Cant say I wanted him to choose Chihiro. But the ending was a lot better than I expected, when I first got into this series I was expecting another cliche harem ending where the MC doesn't pick anyone. I'm still going to miss this series though.


----------



## Ghost_of_Gashir (Apr 18, 2014)

On one hand, I'm glad Keima actually picked someone...on the other hand, it still feels incomplete because a lot of things weren't explained. Definitely seems like he rushed the ending.


----------



## EVERY SINGLE DAY!!! (Apr 18, 2014)

Did not see Yui X Ayumi coming.  
Atleast someone besides Keima and Chihiro got a happy end. 
Can't say  that for the rest of that wasteland of broken hearts and shattered dreams.


----------



## Zaru (Apr 18, 2014)

Poor Tenri. But I'm glad it was a setup to have them move on somehow.


----------



## Ghost_of_Gashir (Apr 18, 2014)

Yui isn't moving on, though.


----------



## Magnum Miracles (Apr 18, 2014)

Sweet ending, Dokurou and Tenri were just perfect. Definitely one of my favorite manga ending.
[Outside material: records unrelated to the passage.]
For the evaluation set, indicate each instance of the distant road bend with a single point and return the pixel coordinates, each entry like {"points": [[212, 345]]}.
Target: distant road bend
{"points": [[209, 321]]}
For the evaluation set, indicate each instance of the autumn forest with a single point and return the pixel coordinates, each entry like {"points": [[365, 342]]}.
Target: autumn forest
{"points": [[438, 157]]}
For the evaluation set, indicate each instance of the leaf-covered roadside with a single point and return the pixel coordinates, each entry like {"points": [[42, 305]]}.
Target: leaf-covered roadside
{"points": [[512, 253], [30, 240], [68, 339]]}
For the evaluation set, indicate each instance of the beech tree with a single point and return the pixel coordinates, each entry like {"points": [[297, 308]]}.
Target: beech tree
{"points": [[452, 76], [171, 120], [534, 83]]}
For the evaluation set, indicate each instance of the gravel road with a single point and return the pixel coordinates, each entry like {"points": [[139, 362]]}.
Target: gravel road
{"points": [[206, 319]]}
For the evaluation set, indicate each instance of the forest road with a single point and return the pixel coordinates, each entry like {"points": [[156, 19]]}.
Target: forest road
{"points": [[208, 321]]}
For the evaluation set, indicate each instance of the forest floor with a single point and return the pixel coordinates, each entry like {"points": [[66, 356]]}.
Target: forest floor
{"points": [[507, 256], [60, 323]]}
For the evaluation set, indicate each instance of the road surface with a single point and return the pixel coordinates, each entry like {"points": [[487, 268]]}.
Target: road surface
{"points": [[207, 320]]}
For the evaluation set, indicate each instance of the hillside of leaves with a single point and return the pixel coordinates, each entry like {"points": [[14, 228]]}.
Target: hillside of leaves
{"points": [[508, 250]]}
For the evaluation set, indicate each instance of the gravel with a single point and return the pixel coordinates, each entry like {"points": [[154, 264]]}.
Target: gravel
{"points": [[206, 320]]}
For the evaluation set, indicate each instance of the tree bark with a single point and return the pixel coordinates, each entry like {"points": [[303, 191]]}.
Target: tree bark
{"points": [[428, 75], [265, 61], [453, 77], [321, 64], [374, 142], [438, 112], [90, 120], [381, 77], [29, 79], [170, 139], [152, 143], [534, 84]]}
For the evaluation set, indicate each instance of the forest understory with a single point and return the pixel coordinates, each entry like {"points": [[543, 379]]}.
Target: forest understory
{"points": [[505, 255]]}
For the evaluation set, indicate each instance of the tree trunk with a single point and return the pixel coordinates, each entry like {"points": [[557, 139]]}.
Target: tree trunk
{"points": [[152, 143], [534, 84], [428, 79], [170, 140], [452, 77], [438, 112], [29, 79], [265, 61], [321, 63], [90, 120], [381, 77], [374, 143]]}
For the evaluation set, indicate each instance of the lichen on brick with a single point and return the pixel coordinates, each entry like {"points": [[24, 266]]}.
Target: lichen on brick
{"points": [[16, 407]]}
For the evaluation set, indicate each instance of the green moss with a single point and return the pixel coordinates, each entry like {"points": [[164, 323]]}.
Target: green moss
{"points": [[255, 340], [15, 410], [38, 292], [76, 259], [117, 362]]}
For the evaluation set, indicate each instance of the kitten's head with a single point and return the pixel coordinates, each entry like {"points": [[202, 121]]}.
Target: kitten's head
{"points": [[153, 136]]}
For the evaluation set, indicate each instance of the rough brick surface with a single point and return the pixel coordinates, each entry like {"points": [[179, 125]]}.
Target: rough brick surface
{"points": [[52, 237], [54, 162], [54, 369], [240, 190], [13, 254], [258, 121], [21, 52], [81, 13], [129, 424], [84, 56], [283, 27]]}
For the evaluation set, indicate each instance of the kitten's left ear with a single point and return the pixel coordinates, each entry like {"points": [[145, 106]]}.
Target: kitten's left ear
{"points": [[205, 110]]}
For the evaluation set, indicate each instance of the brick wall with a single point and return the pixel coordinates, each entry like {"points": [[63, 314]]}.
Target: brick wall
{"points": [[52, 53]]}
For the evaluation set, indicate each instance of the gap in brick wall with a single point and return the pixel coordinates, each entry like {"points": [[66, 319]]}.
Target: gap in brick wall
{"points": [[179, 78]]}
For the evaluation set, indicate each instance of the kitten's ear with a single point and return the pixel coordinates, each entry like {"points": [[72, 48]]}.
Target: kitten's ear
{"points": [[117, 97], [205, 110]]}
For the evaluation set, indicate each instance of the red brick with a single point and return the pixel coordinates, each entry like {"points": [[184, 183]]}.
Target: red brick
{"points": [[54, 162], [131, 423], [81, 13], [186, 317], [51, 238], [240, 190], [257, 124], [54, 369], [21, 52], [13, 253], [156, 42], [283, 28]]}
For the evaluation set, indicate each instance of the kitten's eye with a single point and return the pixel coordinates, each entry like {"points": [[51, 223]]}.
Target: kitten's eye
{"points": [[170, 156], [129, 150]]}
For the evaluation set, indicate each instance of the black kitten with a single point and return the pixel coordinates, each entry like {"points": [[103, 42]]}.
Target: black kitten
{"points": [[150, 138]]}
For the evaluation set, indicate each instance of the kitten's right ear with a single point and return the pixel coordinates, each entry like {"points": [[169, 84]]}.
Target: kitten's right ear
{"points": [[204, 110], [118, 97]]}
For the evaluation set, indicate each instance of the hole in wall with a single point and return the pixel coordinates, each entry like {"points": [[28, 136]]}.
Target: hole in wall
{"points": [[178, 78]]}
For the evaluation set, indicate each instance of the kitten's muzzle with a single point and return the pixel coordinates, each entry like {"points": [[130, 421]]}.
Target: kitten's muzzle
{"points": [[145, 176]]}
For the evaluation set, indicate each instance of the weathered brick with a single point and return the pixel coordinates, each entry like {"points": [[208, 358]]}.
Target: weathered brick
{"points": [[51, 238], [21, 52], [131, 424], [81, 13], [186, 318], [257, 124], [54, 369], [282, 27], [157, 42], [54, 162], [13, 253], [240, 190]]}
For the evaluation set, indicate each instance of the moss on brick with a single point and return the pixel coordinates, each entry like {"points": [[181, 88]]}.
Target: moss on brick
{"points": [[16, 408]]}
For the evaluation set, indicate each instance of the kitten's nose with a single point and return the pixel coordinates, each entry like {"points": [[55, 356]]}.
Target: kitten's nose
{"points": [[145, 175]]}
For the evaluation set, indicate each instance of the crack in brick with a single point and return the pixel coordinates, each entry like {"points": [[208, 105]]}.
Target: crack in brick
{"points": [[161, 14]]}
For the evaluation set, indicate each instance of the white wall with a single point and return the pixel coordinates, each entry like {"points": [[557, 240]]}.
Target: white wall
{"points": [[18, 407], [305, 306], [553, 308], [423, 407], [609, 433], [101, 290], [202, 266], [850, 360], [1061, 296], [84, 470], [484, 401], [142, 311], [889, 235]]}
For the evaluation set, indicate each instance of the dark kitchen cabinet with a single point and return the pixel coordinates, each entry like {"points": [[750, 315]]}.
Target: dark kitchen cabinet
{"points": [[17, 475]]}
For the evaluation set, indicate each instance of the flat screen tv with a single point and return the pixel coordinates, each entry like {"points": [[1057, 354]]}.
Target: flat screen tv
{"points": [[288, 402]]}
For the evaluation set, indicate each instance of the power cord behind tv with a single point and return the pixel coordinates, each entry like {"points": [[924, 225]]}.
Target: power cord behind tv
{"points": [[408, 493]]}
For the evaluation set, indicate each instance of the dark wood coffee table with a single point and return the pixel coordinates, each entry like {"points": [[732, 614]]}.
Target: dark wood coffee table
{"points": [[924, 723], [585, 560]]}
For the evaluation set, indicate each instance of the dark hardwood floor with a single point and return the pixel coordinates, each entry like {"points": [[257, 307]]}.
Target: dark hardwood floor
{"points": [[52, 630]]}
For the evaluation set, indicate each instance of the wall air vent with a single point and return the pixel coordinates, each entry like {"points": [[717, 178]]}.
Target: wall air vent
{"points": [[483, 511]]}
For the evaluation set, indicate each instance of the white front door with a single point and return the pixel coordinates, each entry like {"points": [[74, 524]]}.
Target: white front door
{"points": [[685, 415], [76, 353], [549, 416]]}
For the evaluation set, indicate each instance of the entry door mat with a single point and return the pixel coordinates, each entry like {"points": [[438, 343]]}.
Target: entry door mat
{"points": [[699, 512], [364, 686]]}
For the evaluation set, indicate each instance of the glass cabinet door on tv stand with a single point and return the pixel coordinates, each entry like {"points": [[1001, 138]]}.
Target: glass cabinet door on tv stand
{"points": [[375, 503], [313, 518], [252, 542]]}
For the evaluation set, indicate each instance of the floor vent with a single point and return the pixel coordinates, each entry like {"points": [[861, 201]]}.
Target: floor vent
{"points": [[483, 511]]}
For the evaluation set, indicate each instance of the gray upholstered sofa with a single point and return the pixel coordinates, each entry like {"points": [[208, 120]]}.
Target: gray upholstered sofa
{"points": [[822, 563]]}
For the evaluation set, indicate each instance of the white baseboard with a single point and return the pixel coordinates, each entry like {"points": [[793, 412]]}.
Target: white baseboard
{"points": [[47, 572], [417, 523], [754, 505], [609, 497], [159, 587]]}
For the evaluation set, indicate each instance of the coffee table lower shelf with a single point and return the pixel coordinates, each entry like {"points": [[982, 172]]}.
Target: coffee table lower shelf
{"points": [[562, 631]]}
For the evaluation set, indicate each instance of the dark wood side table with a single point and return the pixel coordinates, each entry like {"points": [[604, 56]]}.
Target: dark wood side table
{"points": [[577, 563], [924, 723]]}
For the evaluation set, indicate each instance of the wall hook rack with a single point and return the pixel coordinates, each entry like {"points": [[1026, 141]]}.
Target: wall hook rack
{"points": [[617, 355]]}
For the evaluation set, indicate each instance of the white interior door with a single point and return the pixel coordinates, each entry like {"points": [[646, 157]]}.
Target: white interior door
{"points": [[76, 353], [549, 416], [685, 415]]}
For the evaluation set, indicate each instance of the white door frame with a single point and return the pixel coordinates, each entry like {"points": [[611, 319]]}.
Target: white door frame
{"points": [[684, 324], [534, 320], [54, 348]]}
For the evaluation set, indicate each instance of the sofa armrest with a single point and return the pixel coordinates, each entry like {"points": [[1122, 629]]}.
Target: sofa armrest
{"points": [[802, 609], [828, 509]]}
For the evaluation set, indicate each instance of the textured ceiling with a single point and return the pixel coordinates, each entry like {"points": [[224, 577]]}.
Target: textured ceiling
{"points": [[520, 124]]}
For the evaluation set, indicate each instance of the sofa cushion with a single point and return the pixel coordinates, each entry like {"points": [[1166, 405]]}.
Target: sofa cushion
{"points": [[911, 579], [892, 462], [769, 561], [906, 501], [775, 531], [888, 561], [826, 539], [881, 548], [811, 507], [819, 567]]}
Played the opening of the third season right after I finished it too .


----------



## Lord Yu (Apr 18, 2014)

While the ending was concrete it felt like they ended the Vintage struggle way too quickly and easily. Before the ending announcement I felt there was at least another arc in the story. The ending is nice but I think it could have had at least another volume to properly pace out everything.


----------



## PPsycho (Apr 18, 2014)

I'm a little sad, but also satisfied at the same time. Been enjoying this manga for so long. With the godesses and with each other the girls can move on, and since they all retained their memories obviously Keima couldn't satisfy everybody. Chosing someone was indeed better than leaving it open and letting the cat fights continue.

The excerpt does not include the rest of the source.